Considering the effects of metformin and saxagliptin on losing weight, we chose overweight patients with BMI >24 kg/m2. Previous study showed that the suppression of glucagon secretion during hyperglycemia was impaired in obese mice [34]. Fasting hyperglucagonemia was observed in obese people who, despite their insulin-resistant state, have normal glucose tolerance and may constitute very early steps in the pathophysiology of T2DM as well as a reduced incretin effect [35]. Therefore, our study showed significant higher blood glucagon level compared with previous study (baseline mean glucagon: 57.6 vs. 19.0 pmol/L) [14]. This may also explain the significant decrease of HbA1c after saxagliptin treatment.

There was no significant weight loss after saxagliptin treatment in Chinese patients in previous studies [13, 14]. However, in our study, weight and BMI decreased after saxagliptin treatment. Younger and high 120 min-GLA/INS may be correlated with increased weight loss. The patients recruited in our study had lower insulin and C-peptide levels than in previous studies [14, 19], which may have been caused by a higher glucotoxicity.

Limitations of this study include the lack of a placebo control which precludes effects of metformin, dietary and lifestyle modifications. In the previous study with a duration of 24 weeks, the decline of HbA1c was only 0.4% (4 mmol/mol) in metformin + placebo group with reinforced diet and lifestyle [14], while other studies showed that metformin had no effect on glucagon suppression [15, 36]. However, the effects of metformin, dietary and lifestyle modifications may not be ignored. Moreover, possible long-term efficacy and the durability of saxagliptin may be unobserved according to the 12-week duration of study. More patients with variance of weight, duration of diabetes, glucose control and β-cell function, and classes of DPP-4 inhibitors should be included in our study to determine the cutoff value of glucagon.

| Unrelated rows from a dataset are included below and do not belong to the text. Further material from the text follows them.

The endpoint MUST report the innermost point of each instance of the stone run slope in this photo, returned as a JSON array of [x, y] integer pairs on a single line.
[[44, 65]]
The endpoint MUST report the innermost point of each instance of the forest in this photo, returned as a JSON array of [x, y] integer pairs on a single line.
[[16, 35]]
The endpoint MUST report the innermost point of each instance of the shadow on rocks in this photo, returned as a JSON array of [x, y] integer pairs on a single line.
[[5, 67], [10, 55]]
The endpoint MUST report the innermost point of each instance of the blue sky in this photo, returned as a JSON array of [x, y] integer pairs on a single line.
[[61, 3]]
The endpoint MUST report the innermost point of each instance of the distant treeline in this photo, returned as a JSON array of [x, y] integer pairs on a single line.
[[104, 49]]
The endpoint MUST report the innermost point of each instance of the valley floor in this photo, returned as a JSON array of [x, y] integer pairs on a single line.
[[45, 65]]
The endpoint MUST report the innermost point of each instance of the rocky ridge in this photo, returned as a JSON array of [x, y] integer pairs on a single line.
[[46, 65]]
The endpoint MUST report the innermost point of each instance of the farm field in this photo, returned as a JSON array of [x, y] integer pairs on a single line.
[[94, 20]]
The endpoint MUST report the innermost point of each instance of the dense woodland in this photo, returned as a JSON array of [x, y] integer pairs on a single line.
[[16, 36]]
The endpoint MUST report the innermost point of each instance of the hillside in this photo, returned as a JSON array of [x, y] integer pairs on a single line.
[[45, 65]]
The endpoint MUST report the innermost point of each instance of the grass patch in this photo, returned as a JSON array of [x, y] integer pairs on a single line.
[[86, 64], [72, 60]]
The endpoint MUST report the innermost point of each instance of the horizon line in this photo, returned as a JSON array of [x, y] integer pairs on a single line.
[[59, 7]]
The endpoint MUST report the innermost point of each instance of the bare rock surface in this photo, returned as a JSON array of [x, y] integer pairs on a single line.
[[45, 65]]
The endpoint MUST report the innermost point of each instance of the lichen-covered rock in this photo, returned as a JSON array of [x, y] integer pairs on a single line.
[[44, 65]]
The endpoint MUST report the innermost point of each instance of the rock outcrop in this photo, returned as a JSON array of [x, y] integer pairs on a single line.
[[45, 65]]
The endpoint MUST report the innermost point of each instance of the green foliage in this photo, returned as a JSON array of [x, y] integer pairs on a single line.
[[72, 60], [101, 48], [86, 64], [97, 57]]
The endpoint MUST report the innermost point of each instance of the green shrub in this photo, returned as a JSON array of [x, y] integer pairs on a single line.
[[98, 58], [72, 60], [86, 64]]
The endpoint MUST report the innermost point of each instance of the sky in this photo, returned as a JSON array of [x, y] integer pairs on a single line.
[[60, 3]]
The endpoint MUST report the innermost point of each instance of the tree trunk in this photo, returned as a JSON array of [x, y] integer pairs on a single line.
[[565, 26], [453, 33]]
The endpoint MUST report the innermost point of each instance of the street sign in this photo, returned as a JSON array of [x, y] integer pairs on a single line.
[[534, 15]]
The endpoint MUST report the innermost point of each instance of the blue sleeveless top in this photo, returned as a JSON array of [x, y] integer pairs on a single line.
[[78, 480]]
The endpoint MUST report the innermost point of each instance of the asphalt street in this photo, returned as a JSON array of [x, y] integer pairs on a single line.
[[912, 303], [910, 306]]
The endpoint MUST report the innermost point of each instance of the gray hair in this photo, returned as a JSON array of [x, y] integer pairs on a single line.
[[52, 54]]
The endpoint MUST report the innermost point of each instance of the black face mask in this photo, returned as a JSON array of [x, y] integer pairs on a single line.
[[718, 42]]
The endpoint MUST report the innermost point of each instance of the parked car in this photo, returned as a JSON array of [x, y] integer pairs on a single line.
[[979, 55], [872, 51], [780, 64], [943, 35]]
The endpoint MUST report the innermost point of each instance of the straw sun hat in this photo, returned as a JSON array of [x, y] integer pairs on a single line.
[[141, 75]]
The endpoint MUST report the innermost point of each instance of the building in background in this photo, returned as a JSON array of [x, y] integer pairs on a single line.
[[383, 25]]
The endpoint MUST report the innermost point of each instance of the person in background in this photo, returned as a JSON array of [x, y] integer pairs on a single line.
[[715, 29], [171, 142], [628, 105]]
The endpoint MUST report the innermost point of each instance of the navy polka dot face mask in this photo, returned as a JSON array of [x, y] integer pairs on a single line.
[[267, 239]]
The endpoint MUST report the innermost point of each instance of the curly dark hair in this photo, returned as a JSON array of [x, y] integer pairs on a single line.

Saxagliptin combined with reinforced diet and lifestyle improved glycemic control by modulating α- and β-cell functions in patients with T2DM inadequately controlled with metformin. However, the high non-responder rate to DPP-4 inhibitors should not be ignored. Blood glucagon levels are effective for predicting efficacy of saxagliptin combined with metformin. This finding may help doctor prescription and reduce the cost of invalid drug use for patients with T2DM.